Outros, sobretudo os que trabalham com as drogas, chamam a atenção para os fins construtivos dos alucinógenos: a suspensão da pesquisa seria uma afronta à ciência livre.

(Trechos do artigo As Drogas Alucinógenas do Volume X da série de livros Medicina e Saúde.)

Na data da edição da coleção (1970), apesar do potencial terapêutico demonstrado por resultados de pesquisas nas décadas de 50 e 60 (por Humphry F. Osmond [1917-2004], John R. Smythies [1922-2019], Abram Hofer [1917-2009], Ronald A. Sandison [1916-2010], entre outros), fazia já 2 anos da reclassificação do LSD e outras drogas alucinógenas como “drogas com potencial de abuso” por parte do governo americano; e, pouco tempo depois, com as resoluções da Convenção Sobre Drogas Psicotrópicas das Nações Unidas realizada em 1971 em Viena, os países signatários proibiram a manufatura e a comercialização de alucinógenos. Com tantas restrições legais, as pesquisas cessaram e seu uso restringiu-se às plantas e fungos em rituais indígenas tradicionais. Mesmo o interesse demonstrado pela “expansão da consciência” nos tempos da contracultura declinou nos anos que se seguiram, com a preferência passando para outras drogas ilícitas.

Em meados da década de 90, tudo isso viria a mudar gradualmente, com a retomada do interesse pelos potenciais benefícios da psilocibina (e, também, do MDMA, do LSD, da mescalina) no tratamento de transtornos de humor, transtornos ansiosos, alcoolismo e outras drogadicções. A advertência do artigo citado acima, passados 50 anos, parece bastante presciente:

Com base nas informações hoje disponíveis sobre os usos dos alucinógenos, conclui-se pela necessidade de alguma forma de controle social. Isso porque a reação a essas drogas depende não só de suas propriedades químicas, como também do contexto em que são utilizadas, do significado do ato e da personalidade do indivíduo que as toma. (…)

Eles funcionam, mas continuam ainda imprevisíveis e os mecanismos pelo qual agem sobre os vários transtornos não são ainda totalmente compreendidos.

Bibliografia:

Green List – List of Psychotropic Substances Under International Control. International Narcotics Control Board. 31st Edition. 2020. Acessado em julho de 2021.
Civita, V. (ed.) As Drogas Alucinógenas. In: Medicina e Saúde: Vol. X. Abril Cultural, 1970. p. 2572-4.
Begola, M.J.; Schillerstrom, J.E. Hallucinogens and Their Therapeutic Use: A Literature Review. Journal of Psychiatric Practice. 2019 Sep;25(5):334-46.
Bogenschutz, M.P.; Ross, S. Therapeutic Applications of Classic Hallucinogens.

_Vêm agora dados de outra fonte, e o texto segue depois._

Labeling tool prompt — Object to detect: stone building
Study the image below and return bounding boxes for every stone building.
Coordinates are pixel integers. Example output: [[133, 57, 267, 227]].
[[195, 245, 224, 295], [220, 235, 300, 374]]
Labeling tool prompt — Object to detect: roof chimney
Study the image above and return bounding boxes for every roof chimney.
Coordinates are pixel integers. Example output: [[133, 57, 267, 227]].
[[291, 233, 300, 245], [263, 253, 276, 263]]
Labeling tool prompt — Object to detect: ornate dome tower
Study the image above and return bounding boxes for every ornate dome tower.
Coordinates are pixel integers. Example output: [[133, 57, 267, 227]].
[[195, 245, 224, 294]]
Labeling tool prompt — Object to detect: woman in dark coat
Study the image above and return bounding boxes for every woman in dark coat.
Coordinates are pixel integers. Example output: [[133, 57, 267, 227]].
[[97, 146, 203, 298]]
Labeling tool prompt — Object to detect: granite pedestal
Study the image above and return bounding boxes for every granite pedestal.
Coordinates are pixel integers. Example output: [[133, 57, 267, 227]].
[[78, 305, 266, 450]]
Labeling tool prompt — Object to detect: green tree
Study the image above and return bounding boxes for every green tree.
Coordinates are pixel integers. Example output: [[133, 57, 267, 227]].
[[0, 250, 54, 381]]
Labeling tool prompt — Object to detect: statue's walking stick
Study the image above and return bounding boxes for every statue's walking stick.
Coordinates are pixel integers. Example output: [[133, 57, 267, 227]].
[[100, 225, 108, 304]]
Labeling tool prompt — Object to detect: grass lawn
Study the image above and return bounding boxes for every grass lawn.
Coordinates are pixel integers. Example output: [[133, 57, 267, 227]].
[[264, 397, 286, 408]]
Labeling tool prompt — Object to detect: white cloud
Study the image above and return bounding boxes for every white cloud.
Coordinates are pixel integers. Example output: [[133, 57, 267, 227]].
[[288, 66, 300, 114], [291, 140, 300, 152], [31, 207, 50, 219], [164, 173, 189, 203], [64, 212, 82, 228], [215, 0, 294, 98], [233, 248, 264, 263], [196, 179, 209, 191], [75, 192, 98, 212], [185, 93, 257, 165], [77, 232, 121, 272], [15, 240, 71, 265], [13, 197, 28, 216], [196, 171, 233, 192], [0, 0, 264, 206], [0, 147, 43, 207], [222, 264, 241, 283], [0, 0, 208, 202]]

Curr Top Behav Neurosci. 2018;36:361-91.
Costandi, M. A brief history of psychedelic psychiatry. The Guardian. 02/09/2014. Acessado em junho de 2021.
Garcia-Romeu, A.; Kersgaard, B.; Addy, P.H. Clinical applications of hallucinogens: A review. Experimental and Clinical Psychopharmacology, 2016;24(4):229–68.
Grob, C.S. Psychiatric research with hallucinogens: what have we learned? The Psychedelic Library. Acessado em junho de 2021.
Hall, W. The need for publicly funded research on therapeutic use of psychedelic drugs. World Psychiatry. 2021 Jun;20(2):197-8.